PKK terör örgütü daha düne kadar yayayken, sonra ABD’nin verdiği araçlarla kendini değiştirdi. Daha sonra da, helikoptere kavuştu. Ancak anlamadan bilmeden helikoptere fazla sayıda terörist binerse olacağı düşmekti.
Demek ki, yeterince, helikopterle ilgili ders alamadılar. Veya almadılar.
Dünyayı sadece kendisinin yönetmesini isteyen ülkeler, her nedense yaptıklarının farkında değil. ABD, kendisini dünyanın tek hakimi olarak görmek isterken Rusya’da diğer taraftan kendi hegemonyasını kurmanın hesabını yapıyor
Her iki ülke lideri de, şunu çok iyi bilmelidir. Dünya, oyun ve oyalanma yeridir. Diğer ifadeyle dünya hiçbir ülkenin ebedi kalacağı bir durak yeri değildir.
Kendini gelişmiş olarak görebilirsin.
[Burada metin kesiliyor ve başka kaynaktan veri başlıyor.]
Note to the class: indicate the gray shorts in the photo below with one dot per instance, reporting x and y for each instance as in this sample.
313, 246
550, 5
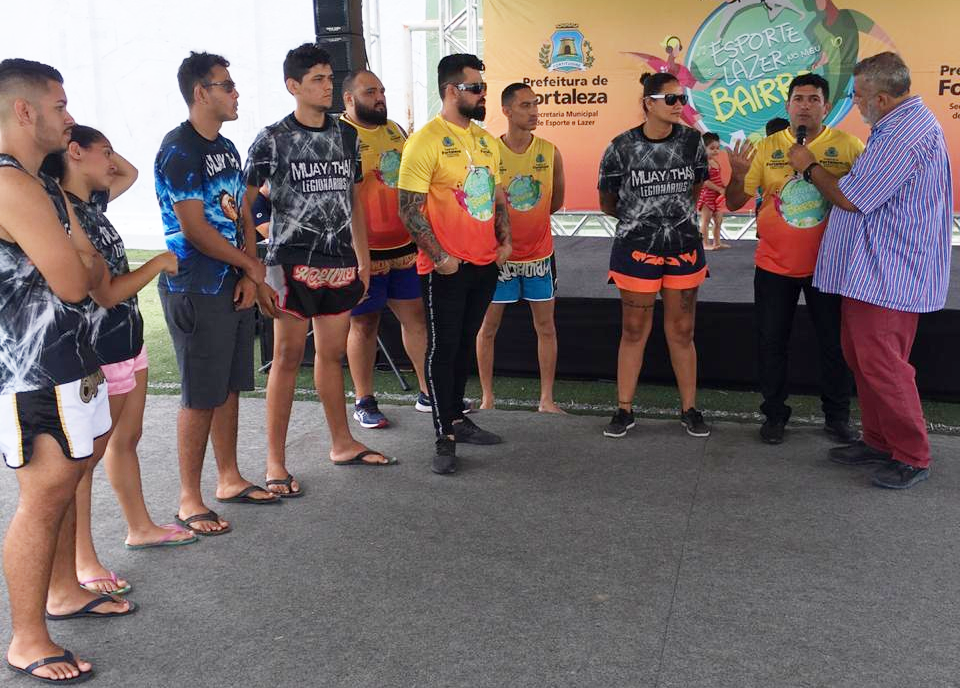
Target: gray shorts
213, 343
Silahta üretebilirsin. Tüm bunlar bir başka ülkenin topraklarını işgal etme hakkını vermez.
Her ülkenin bir toprağı, bir yaşam düzeni, bir kültürü, bir dini vardır. uluslar arası hak ve hukuk çerçevesinde yaşam sürülmelidir. Ülkeler arası ticaret olmalıdır. Ancak ticaretini başka boyutlara getirip, sömürme yolu seçilmemeli.
Bir çok ülkeden mülteci olarak başka ülkelere sığınanlar oldu. Bunların kökenlerine baktığımızda, karşımıza yine sömürücü düzenin aktörleri çıkmaktadır.
Ülkelerini terk etme zorunda bırakılan mülteciler, gittikleri ülkelerde de, sorun yaratmaktadırlar. Kendi yaşam biçimlerini mülteci oldukları ülkede sürdürmek istemeleri de, ayrı bir sorun kaynağıdır.
O insanları mülteci konumuna sokan ülkeler istedikleri, petrolü yada yeraltı kaynağına sahip olmak istemeleri bu tip sorunları doğurmaktadır.